Here's the scene from the film, with a young Jeremy Brett playing the infatuated Freddy (although I gather his singing was overdubbed by an actor called Bill Shirley). I doubt if this will stay up on Youtube for long, so enjoy it while you can.
And here's a great instrumental version by jazz pianist Errol Garner.
In fact, largely as a result of how ferociously cold Beijing was in my first winter here (and even in autumn; the second half of October was absolutely bloody freezing that year), it was another song from that show that I found myself singing even more often, the song that has become most associated for me with my sojourn here in Beijing - Eliza's fantasy of simple creature comforts, Wouldn't It Be Loverly?

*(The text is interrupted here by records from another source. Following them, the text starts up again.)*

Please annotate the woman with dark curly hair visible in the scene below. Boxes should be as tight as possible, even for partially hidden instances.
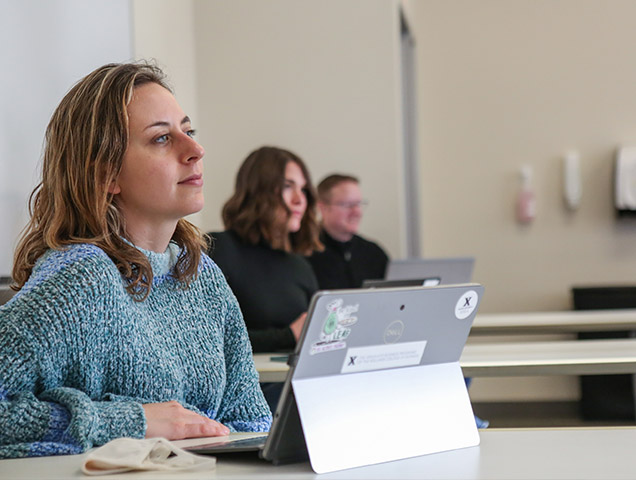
[208,146,322,352]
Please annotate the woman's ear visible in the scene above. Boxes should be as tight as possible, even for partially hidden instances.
[108,180,121,195]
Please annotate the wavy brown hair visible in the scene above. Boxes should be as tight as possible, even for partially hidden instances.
[222,147,323,255]
[13,62,205,300]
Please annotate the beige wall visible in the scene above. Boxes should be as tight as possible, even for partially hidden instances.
[194,0,404,255]
[132,0,203,228]
[409,0,636,312]
[134,0,636,400]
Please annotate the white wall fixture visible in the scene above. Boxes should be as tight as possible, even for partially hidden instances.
[615,147,636,210]
[563,150,583,210]
[517,165,537,223]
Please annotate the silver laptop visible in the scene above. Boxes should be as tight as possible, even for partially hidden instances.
[384,257,475,285]
[188,284,483,473]
[0,277,15,305]
[362,277,442,288]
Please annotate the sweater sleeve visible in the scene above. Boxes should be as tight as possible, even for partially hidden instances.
[0,249,146,458]
[212,275,272,432]
[0,312,146,458]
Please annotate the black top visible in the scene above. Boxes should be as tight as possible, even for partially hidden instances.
[308,229,389,290]
[208,230,318,353]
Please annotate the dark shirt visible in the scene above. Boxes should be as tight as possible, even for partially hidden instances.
[208,230,318,352]
[308,229,389,290]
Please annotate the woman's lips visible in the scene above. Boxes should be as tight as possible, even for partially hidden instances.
[179,174,203,187]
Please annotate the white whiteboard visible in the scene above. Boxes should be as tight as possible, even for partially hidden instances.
[0,0,132,276]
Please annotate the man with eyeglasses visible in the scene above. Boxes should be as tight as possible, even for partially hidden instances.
[308,174,389,290]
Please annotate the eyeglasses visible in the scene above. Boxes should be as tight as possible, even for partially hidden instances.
[329,200,369,210]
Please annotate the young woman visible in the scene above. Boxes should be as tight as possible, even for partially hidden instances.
[209,147,322,352]
[0,64,271,457]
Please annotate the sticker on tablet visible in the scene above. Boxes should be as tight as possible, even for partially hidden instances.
[455,290,479,320]
[309,298,360,355]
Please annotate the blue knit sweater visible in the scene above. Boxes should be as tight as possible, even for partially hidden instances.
[0,244,271,458]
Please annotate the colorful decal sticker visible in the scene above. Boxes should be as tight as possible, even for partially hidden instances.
[455,290,478,320]
[309,298,360,355]
[341,340,426,373]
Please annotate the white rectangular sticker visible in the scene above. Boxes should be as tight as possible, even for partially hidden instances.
[341,340,426,373]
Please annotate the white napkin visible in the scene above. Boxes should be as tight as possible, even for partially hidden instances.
[82,438,216,475]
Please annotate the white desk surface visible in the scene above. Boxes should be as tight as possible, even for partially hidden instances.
[0,427,636,480]
[470,309,636,335]
[254,338,636,382]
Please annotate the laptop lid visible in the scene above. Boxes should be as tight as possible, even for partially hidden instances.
[362,277,442,288]
[189,284,483,473]
[385,257,475,285]
[288,284,483,473]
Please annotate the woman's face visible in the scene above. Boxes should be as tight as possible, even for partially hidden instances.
[283,161,307,232]
[109,83,205,235]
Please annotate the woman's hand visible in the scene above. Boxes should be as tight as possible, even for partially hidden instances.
[289,312,307,341]
[142,400,230,440]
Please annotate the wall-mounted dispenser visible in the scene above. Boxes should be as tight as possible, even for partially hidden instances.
[614,147,636,212]
[563,151,583,210]
[517,165,537,223]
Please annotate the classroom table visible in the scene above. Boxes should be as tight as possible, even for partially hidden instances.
[0,427,636,480]
[254,338,636,382]
[470,309,636,335]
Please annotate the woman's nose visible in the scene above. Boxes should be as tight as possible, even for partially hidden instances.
[184,135,205,162]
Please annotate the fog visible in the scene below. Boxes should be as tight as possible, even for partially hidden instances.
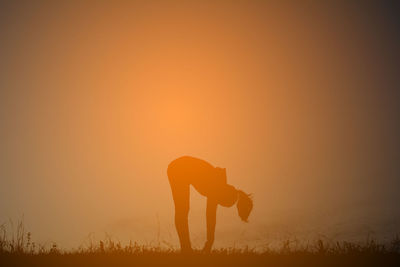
[0,1,400,250]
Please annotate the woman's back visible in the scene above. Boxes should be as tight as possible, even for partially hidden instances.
[167,156,226,196]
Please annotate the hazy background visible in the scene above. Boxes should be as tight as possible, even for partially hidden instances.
[0,1,400,250]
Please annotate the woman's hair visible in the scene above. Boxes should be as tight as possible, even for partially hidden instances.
[236,190,253,222]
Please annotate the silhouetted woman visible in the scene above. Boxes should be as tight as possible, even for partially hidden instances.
[167,156,253,252]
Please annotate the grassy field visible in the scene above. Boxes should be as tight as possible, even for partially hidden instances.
[0,221,400,267]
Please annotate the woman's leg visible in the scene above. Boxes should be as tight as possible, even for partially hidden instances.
[169,177,192,252]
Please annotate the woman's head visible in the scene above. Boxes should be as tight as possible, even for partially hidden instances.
[236,190,253,222]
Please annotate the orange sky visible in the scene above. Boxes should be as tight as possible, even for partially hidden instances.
[0,1,399,250]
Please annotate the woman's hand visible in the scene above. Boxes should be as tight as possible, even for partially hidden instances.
[202,240,214,253]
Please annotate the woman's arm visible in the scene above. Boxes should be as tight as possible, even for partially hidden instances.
[203,198,218,252]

Audrey Hepburn's singing in the film was famously dubbed by Marni Nixon, although some of her original test recordings of the songs resurfaced some years back, and are, I gather, included in the extras on the latest DVD editions. Unfortunately, I can't find Audrey singing this on Youtube, but you can check out her rendition of I Could Have Danced All Night. It doesn't have the polish or power of a professional singer, but there's a simplicity and zest about it that is as captivating as... well, as captivating as Audrey always was. Fellow devotees of the classic musicals may be interested in this posting, in which the same scene from the film as above is overdubbed with the original theatrical cast recording, in which Julie Andrews was the voice of Eliza.
5 comments:
Me and the wife really like musicals, especially the classic 50s ones, but also Grease, Saturday Night Fever, etc. They're just so joyous! Oklahoma is amazing, like an expression of the confidence of Ike-era USA.
Did you hear that a laowai am-dram production of 'Oklahoma' got closed down after its opening night here in April? (I missed it myself, but the guy playing Jud was coming in the bar a lot around then.)
That was an early sign of how crazily paranoid the government was getting!
Even musical theatre is potentially subversive??
Writing this post has unleashed a great flood of soppy nostalgia in me. I think I might set aside my Sunday afternoon to watch My Fair Lady again. It's been a few years since I last saw it.
And gawd knows how this went up on Friday! Gremlins with the Blogger scheduling widget again!!
I might almost have included this pair as 'Great Drinking Songs'. Poor Freddy finds that the pavement won't stay beneath his feet any more becauses, distracted by love, he feels as if he's floating along, wing-heeled. With me, it's more of a drunken staggering or unnoticed trip hazard problem.
Wouldn't it be loverly? lodged itself in my brain during that brutal first winter in Beijing because of the appositeness of its opening lines:
All I want is a room somewhere,
Far away from the cold night air...
Is Wouldn't it be loverly? really a 'love song', though? Well, I think the longing for material comforts such as a roaring fire and a nice bit of chocolate might well be considered a species of love. But it's clear that Eliza is quite a traditional girl at heart, and that all these other elements of her imagined ideal life are but accessories to the core requirement of a loving relationship with a man; the heart of the song is -
Someone's head restin' on my knee,
Warm and tender as he can be.
He takes good care of me...
So, yes, it's a 'love song' - but one about the idealisation of love, rather than an actual instance of it.